Time-Consistency in Risk-aware Reinforcement Learning
Reinforcement learning (RL) traditionally aims to maximize/minimize objective functionals that are expectations of total (discounted) running rewards/costs and tacitly ignores measures of risk. While in the extant literature there are various approaches for incorporating risk, e.g., changing the objective functional to expected shortfall, these approaches typically lead to what is known as time-inconsistent solutions. Here, I will present the issue of time inconsistency, introduce new methods to pose and solve time-consistent risk-aware RL problems. Additionally, I will show how to extend this approach to solve for time-consistent risk budgeting allocations. The tools are based on a type of non-linear dynamic programming principle, elicitable maps, and actor-critic methods, coupled with deep learning. I will provide several illustrative examples to gain some intuitive insights.
This is based on joint works with Anthony Coache, Silvana Pesenti, Yuri Saporito, Rodrigo Targino, and Hariom Tatsat.

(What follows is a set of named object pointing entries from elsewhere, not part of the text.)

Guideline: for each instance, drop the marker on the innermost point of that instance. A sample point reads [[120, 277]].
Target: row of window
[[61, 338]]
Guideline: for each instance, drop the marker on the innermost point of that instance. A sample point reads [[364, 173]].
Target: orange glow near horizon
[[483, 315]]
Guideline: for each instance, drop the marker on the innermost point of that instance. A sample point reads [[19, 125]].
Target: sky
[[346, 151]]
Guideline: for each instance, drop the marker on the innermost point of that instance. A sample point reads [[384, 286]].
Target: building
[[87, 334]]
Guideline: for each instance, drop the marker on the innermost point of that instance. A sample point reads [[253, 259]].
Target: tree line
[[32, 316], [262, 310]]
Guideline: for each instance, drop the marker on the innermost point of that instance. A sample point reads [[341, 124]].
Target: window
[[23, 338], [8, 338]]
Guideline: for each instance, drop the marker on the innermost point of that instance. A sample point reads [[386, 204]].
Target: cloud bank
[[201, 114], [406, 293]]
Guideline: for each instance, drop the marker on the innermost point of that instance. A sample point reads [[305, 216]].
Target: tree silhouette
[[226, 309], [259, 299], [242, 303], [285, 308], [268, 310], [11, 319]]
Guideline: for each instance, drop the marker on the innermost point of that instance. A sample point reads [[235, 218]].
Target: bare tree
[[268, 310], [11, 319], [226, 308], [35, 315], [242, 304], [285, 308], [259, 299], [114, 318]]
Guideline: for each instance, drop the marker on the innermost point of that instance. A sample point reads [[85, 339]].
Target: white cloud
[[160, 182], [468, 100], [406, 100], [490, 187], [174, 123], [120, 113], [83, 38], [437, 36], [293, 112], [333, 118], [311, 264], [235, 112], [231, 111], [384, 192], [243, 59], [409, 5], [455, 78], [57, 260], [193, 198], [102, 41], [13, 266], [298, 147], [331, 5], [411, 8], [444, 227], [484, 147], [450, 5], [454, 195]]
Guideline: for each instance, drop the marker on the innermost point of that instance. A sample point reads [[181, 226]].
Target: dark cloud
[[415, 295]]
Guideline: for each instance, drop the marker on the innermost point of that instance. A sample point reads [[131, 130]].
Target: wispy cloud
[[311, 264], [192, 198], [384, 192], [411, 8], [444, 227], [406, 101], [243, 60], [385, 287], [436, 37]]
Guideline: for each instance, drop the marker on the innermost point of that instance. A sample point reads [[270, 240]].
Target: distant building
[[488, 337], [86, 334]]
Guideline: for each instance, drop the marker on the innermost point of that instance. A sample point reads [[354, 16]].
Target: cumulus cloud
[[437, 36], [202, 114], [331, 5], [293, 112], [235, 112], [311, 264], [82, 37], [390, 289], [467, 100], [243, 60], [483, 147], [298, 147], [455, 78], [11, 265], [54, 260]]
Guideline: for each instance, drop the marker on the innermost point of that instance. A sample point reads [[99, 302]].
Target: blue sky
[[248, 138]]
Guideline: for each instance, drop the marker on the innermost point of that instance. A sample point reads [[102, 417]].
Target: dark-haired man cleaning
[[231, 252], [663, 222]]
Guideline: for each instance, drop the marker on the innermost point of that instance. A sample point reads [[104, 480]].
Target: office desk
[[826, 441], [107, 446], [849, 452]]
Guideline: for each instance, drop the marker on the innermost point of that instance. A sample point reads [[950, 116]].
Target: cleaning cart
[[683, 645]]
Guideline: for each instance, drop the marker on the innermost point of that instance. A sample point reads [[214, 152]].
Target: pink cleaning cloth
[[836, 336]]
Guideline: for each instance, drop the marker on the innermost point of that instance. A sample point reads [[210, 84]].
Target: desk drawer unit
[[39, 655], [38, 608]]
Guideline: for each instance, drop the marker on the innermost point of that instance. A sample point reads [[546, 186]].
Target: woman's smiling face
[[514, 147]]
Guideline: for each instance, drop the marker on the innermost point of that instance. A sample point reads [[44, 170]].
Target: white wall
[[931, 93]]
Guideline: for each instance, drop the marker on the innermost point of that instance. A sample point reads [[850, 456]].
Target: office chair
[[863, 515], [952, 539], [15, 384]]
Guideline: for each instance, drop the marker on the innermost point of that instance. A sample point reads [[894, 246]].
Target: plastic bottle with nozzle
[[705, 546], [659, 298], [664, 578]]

Bio: Dr. Sebastian Jaimungal is a full Professor of Mathematical Finance at the University of Toronto. He is the former Chair of SIAM’s activity group in Financial Mathematics and Engineering, a managing editor of Quantitative Finance, and an associate editor for the SIAM Journal on Financial Mathematics, Frontiers of Mathematical Finance, and the Journal of Dynamics and Games, among others. Dr. Jaimungal is a Fellow of the Fields Institute for Mathematical Sciences and a member of the Oxford-Man Institute and his research interests include reinforcement learning, stochastic control and games, and algorithmic trading.